How Boys See Girls
by David Gilmour
Random House, 1991
[Review originally published in Imprint, University of Waterloo, January 10, 1992. This is only the second book review I ever published. It's a document of its time. Lightly edited below.]
Mordecai Richler, to his credit, knows a good line when he sees one. In two of his essays, written 20 years apart, he recounts Hemingway's opinion of Henry Miller. Miller had once got laid in the afternoon and thought he'd invented it, said Hem. And, depending on which of Richler's essays you read, so have certain other fools who spout off about the originality of their sexuality.
David Gilmour, the CBC's film critic and second-time author, to his credit or not, has reinvented Henry Miller with his novel, How Boys See Girls. While there is nothing terribly original in love, sex, suffering, and ecstasy, the novel is a reminder of the chaos of trying to put together an eventful love life. The accompanying joy when it succeeds. The horror when it fails. And the need simply to get on with life when it's all over.
Bix, the novel's protagonist, is a 40-year-old professional speech writer with an erotic obsession for a 19-year-old street vendor. He courts her, wins her, loses her, suffers for her, gets back, leaves her, and, we suppose, lives happily ever after: "'I love you,' I whispered in her ear. 'Promise me you'll remember that. No matter what.'"
How Boys See Girls is a charming, self-defacing and honest book, surprising in these earnest if at times paranoid days of political correctness. Henry Miller, the king of phallic obsession, has been taken to task by feminists far and wide for his brutal portrayal of women as objects of desire. One wonders these days where to draw the line between erotic fantasy and the selfish abuse of power.
Gilmour dodges the question deftly, and the book sparkles because he does it so well. Holly, the love interest, is portrayed with sympathy and understanding. A high school dropout, she wants to go back to school. "'Do you know how attractive you are?' 'I'd trade it for a good job,' she said." She is a long way from one of Miller's "cunts."
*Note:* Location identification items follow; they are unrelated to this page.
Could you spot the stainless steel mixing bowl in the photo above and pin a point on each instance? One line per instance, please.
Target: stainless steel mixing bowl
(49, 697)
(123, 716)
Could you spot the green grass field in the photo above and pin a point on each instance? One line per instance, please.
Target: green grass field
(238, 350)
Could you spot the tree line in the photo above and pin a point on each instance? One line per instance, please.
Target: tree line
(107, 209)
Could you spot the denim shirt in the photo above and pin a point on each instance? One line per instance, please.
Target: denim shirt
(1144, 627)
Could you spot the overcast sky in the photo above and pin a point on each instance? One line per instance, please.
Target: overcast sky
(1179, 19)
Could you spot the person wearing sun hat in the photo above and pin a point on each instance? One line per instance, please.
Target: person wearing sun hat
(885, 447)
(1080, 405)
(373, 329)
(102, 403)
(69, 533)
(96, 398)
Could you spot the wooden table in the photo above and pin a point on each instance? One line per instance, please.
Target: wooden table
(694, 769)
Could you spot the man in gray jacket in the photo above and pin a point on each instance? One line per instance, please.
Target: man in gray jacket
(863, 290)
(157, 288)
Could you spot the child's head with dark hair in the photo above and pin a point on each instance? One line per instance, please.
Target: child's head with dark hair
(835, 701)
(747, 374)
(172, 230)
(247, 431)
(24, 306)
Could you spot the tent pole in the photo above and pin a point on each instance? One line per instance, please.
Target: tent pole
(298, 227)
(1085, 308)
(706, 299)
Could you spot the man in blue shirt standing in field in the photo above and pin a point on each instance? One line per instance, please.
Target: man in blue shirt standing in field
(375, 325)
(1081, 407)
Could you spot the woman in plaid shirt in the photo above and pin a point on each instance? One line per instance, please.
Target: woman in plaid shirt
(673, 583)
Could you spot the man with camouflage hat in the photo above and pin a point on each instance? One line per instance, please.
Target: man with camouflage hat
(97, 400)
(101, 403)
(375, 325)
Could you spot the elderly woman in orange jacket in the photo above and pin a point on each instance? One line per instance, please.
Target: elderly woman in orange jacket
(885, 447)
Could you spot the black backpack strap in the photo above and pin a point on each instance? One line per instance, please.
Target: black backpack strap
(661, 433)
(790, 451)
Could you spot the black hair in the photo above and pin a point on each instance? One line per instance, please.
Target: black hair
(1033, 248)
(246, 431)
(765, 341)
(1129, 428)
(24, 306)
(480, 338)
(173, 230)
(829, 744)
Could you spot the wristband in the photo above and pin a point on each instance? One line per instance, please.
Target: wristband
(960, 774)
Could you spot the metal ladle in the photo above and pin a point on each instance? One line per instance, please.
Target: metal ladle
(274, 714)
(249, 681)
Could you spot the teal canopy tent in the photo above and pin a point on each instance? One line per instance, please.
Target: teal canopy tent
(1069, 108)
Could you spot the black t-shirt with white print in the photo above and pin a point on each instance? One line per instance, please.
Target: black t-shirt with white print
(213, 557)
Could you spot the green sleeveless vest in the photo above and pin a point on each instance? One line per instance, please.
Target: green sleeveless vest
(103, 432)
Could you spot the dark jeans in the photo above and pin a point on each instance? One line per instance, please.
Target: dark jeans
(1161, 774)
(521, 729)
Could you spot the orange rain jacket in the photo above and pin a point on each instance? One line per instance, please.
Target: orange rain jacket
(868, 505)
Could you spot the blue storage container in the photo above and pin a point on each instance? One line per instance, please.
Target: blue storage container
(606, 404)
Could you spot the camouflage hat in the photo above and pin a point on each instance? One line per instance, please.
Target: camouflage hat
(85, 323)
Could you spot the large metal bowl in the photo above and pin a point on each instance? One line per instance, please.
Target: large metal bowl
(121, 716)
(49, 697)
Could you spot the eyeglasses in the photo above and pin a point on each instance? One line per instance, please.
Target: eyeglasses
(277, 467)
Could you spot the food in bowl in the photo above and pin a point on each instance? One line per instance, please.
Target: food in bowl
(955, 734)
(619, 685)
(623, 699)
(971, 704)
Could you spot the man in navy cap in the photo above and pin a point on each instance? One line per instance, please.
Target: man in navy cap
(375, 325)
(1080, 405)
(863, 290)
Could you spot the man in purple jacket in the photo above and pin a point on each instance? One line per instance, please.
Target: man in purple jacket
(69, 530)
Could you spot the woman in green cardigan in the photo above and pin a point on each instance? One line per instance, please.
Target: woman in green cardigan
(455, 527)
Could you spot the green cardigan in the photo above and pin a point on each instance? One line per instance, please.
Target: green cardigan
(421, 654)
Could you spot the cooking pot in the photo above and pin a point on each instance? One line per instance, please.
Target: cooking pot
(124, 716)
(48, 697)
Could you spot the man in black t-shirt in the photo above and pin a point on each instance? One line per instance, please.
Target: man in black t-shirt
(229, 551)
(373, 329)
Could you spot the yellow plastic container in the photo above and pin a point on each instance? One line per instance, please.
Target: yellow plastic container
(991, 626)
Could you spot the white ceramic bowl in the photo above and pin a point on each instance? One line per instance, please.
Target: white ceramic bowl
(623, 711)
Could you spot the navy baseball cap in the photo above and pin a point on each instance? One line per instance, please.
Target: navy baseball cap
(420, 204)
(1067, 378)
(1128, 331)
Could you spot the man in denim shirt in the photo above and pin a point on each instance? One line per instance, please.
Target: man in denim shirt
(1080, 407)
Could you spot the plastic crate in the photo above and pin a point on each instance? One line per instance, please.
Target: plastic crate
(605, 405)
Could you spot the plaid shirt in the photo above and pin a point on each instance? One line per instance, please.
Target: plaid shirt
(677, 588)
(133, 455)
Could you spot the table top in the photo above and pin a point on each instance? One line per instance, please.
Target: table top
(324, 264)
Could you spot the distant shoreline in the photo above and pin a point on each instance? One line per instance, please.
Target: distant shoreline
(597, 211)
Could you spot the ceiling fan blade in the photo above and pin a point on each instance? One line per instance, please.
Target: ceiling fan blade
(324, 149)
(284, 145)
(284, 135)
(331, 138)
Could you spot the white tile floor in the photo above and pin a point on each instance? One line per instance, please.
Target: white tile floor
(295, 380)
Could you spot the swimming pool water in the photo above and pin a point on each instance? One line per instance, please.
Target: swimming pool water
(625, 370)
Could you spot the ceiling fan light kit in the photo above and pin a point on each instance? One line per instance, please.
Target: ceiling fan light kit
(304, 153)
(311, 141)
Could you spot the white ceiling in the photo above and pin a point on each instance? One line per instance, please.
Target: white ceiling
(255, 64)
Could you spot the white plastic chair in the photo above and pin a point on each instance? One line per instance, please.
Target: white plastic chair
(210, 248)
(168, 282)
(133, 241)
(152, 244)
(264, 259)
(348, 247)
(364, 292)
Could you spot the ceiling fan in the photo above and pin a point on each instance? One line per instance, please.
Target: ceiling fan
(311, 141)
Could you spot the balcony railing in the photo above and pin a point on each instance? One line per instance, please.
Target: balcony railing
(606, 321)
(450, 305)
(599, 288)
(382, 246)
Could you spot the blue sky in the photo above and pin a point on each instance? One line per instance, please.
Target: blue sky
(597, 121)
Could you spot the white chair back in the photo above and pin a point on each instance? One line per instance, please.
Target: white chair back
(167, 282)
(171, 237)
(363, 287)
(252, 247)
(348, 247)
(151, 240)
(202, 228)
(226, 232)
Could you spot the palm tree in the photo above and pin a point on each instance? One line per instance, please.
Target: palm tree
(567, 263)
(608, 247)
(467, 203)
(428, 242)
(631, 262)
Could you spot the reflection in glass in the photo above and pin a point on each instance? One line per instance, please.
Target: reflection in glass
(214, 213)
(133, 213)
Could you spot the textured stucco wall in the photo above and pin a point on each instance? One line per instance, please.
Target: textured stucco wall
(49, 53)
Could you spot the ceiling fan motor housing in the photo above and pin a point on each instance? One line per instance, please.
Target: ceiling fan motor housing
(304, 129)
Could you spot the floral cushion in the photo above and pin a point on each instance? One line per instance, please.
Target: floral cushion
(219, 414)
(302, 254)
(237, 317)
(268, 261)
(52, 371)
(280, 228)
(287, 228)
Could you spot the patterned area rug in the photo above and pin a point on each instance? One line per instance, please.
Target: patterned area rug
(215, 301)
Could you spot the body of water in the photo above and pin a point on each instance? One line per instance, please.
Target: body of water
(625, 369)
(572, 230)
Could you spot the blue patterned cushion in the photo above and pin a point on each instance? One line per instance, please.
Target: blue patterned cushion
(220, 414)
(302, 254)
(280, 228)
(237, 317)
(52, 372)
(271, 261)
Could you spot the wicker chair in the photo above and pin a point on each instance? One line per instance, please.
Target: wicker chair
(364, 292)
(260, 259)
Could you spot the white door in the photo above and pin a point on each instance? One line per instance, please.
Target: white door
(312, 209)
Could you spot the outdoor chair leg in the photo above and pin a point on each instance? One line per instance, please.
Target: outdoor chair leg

The tension in the novel is generated not out of Bix's need to dominate his partner, as will Miller, but out of that genuine need for fulfillment through copulation. Bix is head over heels in lust, and the novel, as tenderly and sweetly as is probably possible, turns his graphic desire into art:
I stopped at the cluster of street vendor tables ... when a couple of tables away, a girl in a red sleeveless shirt lifted a bare arm and unconsciously, almost sleepily, scratched the damp hair underneath while she talked absently to a male customer. I stood transfixed, in a kind of nauseated trace. I wanted to put my tongue there; I wanted to hold her wrist over her head and lick the sweat from under her arm; taste the salt on my tongue. I wanted to lead her to the restaurant ... bathroom across the street and do the most extraordinary things to her.
And he eventually does. But could Miller have written this?
I put my tongue on her again. Don't think about making her come, I reminded myself. Just taste her, smell her, think about nothing else. A Zen blow job, as it were. When her breathing came faster and faster I ignored her. I maintained the same pace, like a robot tennis player. Indefatigable. Don't aim for the finish line. In a Zen blow job, there is no finish line.
No, Miller was too obsessed with his own transcendence. And there the difference lies (no pun intended).
I pushed it (the thought) in a bit further. While I was thrashing around in my sheets with the window open, in case she should come by, with the phone beside my face, in case she should call, she was on her back with her legs wrapped around him.
It was simply nightmare mindboggling, the enormity of it, a kind of wrecking ball right in the nuts.
It is entirely possible that Gilmour may find himself the centre of a discussion on gender power politics with the publication of this novel. How boys see girls, after all, is said to be at the root of many of our social ills. Gore Vidal, for example, has said, "Henry Miller, Norman Mailer, Charles Manson ... a logical progression." Well, you know.
(Bix on his ex-wife): "Margaret believed, sometimes it was her undoing, that if you ignored unpleasant traits in people you liked, they got better."